When the makeshift camp was demolished in 2016, approximately 750 unaccompanied children were brought to the UK. A total of 549 were to be reunited with family members, but after arrival it was decided that a small number of these did not qualify for refugee status under immigration rules, and would therefore have only been entitled to unaccompanied asylum child (UASC) leave which expires as soon as the child turns 18. Qualification for the leave is highly specific- it will be granted only to those that were brought over as part of the Calais clearance exercise in October 2016, who were under the age of 18 at the time and who had recognised family ties in the UK.

While the move has been welcomed, campaigners remain critical of what they call an ‘arbitrary and unfair policy’, which will still neglect vulnerable children who had left Calais just months before the demolition. At the same time it is criticised that those that are entitled to the leave will have to wait twice as long to apply for indefinite leave to remain as those who have been recognised as refugees via the regular procedure. Safe Passage have voiced concern over the effect this will have on the young people that have already “been suffering in limbo for two years” uncertain as to the future of their status.

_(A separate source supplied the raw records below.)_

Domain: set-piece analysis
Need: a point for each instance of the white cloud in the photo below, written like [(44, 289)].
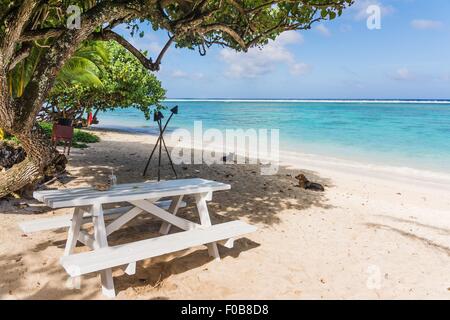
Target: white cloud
[(257, 62), (179, 74), (299, 69), (423, 24), (403, 74), (345, 28), (323, 30), (360, 9)]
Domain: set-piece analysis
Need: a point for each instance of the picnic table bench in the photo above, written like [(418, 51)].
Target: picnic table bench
[(144, 198)]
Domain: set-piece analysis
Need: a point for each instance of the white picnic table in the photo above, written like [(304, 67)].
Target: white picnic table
[(143, 198)]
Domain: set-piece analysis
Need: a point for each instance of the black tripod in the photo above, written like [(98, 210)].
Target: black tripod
[(160, 142)]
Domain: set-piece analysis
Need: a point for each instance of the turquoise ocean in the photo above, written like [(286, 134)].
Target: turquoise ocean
[(409, 134)]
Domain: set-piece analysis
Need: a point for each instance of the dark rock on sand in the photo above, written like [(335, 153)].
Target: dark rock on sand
[(304, 183)]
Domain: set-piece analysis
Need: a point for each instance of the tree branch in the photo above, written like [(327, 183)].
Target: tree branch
[(32, 35), (15, 24), (146, 62), (20, 55)]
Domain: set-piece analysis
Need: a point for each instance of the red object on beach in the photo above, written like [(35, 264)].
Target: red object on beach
[(62, 133), (90, 118)]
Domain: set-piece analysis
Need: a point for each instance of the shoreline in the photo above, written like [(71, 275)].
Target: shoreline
[(311, 161), (309, 245)]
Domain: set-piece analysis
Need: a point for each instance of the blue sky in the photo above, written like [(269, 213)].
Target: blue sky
[(408, 58)]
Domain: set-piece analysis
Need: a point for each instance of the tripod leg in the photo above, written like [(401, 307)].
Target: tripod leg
[(159, 156), (170, 159), (151, 155)]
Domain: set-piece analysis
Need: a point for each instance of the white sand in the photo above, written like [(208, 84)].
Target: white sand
[(375, 233)]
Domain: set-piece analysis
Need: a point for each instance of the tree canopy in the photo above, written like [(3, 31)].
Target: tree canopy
[(123, 83)]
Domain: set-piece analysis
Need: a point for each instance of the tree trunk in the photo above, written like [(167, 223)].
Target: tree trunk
[(42, 160)]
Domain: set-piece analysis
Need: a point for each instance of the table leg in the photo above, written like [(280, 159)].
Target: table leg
[(74, 231), (101, 240), (174, 206), (205, 220)]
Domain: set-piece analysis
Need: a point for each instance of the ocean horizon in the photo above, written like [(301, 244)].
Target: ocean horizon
[(406, 133)]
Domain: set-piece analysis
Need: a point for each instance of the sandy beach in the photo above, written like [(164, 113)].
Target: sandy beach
[(375, 233)]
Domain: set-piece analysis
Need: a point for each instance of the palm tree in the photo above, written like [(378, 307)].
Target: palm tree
[(84, 68)]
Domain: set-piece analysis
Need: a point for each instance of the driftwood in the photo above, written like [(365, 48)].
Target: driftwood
[(304, 183)]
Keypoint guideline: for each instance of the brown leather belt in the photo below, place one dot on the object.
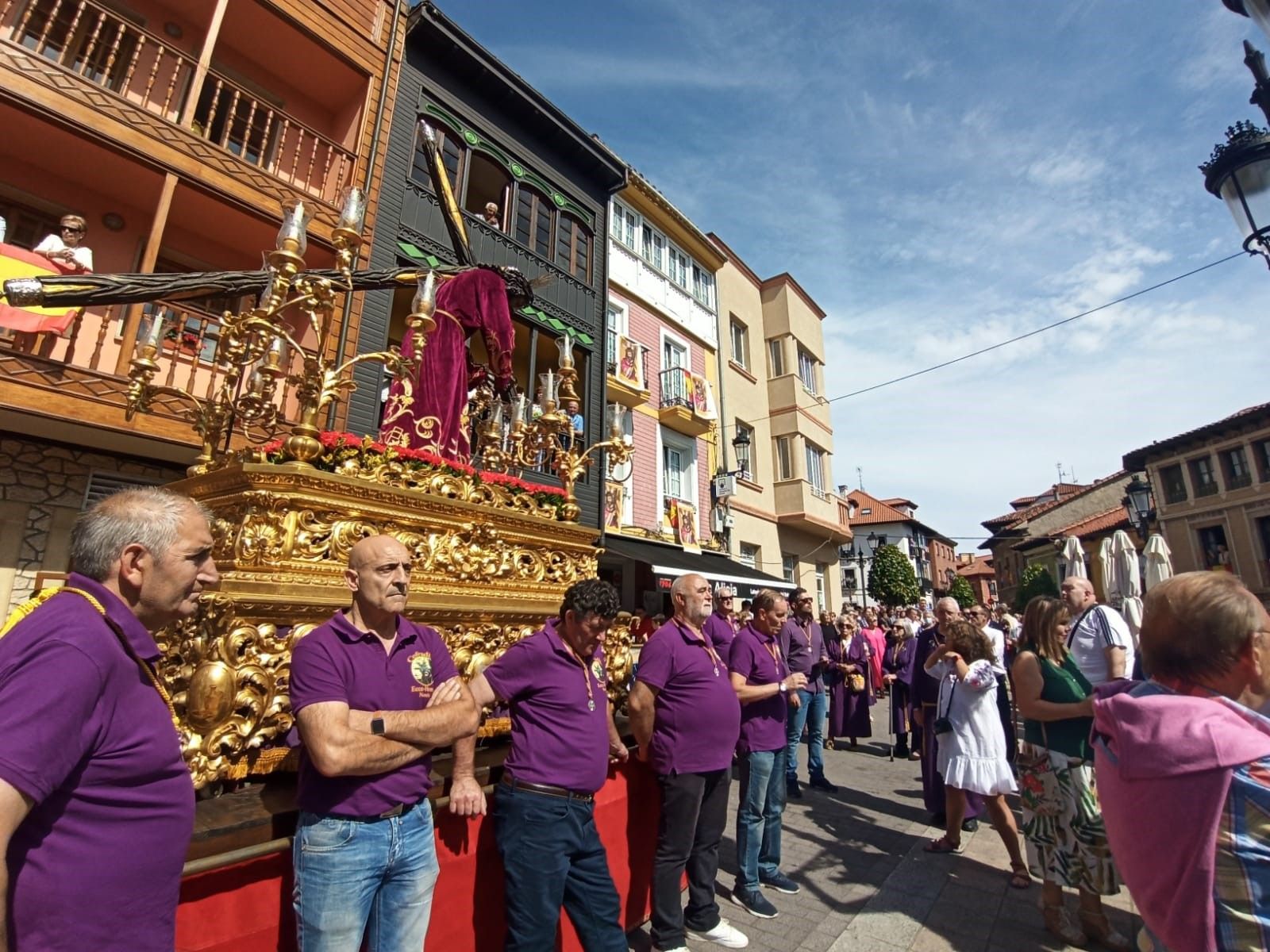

The exceptional form of leave has been introduced less than 3 months after The Court of Appeal deemed unlawful the ‘one- off expedited procedure’ through which the Home Office decided the asylum claims of some 2,000 children during the clearances of ‘the Jungle’ in 2016. Beth Gardiner-Smith of Safe Passage stated that “by refusing some children’s applications without providing reasons, the Home Office left potentially hundreds of unaccompanied children in Calais with no viable legal avenues to join their families”. Reports suggest that as many as 709 of the children left behind by the rushed procedure have subsequently gone missing in France.

Currently, child refugees cannot apply for parents to join them in the UK, while adults can only apply for spouses and children aged 18 or under to join them. A private member’s bill which has been spearheaded by the Scottish National MP Angus MacNeil and is currently going through the House of Commons proposes to broaden the definition of a family member under the rules.